Why are sequential regular expressions more efficient than a combined experession?


In answering a Splunk question on SO, the following sample text was given:

msg: abc.asia - [2021-08-23T00:27:08.152+0000] "GET /facts?factType=COMMERCIAL&sourceSystem=ADMIN&sourceOwner=ABC&filters=%257B%2522stringMatchFilters%2522:%255B%257B%2522key%2522:%2522BFEESCE((json_data-%253E%253E'isNotSearchable')::boolean,%2520false)%2522,%2522value%2522:%2522false%2522,%2522operator%2522:%2522EQ%2522%257D%255D,%2522multiStringMatchFilters%2522:%255B%257B%2522key%2522:%2522json_data-%253E%253E'id'%2522,%2522values%2522:%255B%25224970111%2522%255D%257D%255D,%2522containmentFilters%2522:%255B%255D,%2522nestedMultiStringMatchFilter%2522:%255B%255D,%2522nestedStringMatchFilters%2522:%255B%255D%257D&sorts=%257B%2522sortOrders%2522:%255B%257B%2522key%2522:%2522id%2522,%2522order%2522:%2522DESC%2522%257D%255D%257D&pagination=null

The person wanted to extract everything in the "filters" portion of the URL if "factType" was "COMMERCIAL"
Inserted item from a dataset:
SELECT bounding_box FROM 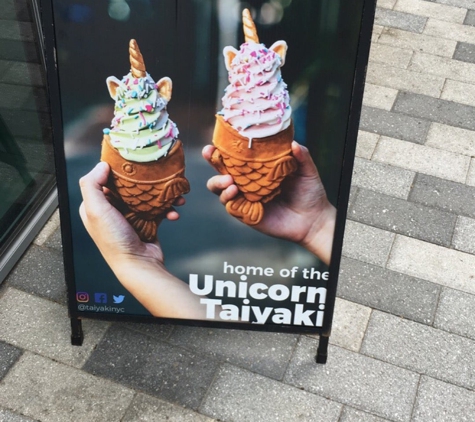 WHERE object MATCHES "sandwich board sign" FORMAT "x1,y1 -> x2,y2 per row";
42,0 -> 375,363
The following all-in-one regex pulls it out neatly (presuming the URL is always in the right order (ie factType coming before filters):

factType=(?<facttype>\w+).+filters=(?<filters>[^\&]+)

According to regex101, it finds its expected matches with 670 steps

But if I break it up to

factType=(?<facttype>\w+)

followed by

filters=(?<filters>[^\&]+)

regex101 reports the matches being found with 26 and 16 steps, respectively

What about breaking up the regex into two makes it so much more (~15x) efficient to match?


Solution

  • The main problem with the regexp is the presence of the .+ where . eat (nearly) anything and * is generally greedy. Indeed, regexp engines are split in two categories: greedy engines and lazy ones. Greedy engines basically consume all the characters and backtrack as long as nothing is found while lazy ones consume characters only when the following pattern is not found. More engines are greedy. AFAIK, Java is the rare language to use a lazy engine by default. Fortunately, you can specify that you want a lazy quantifier with .+?. This means the engine will try to search the shortest possible match for .* instead of the longest one by default. This is what people usually do when writing a manual search. The result is 65 steps instead of 670 steps (10x better).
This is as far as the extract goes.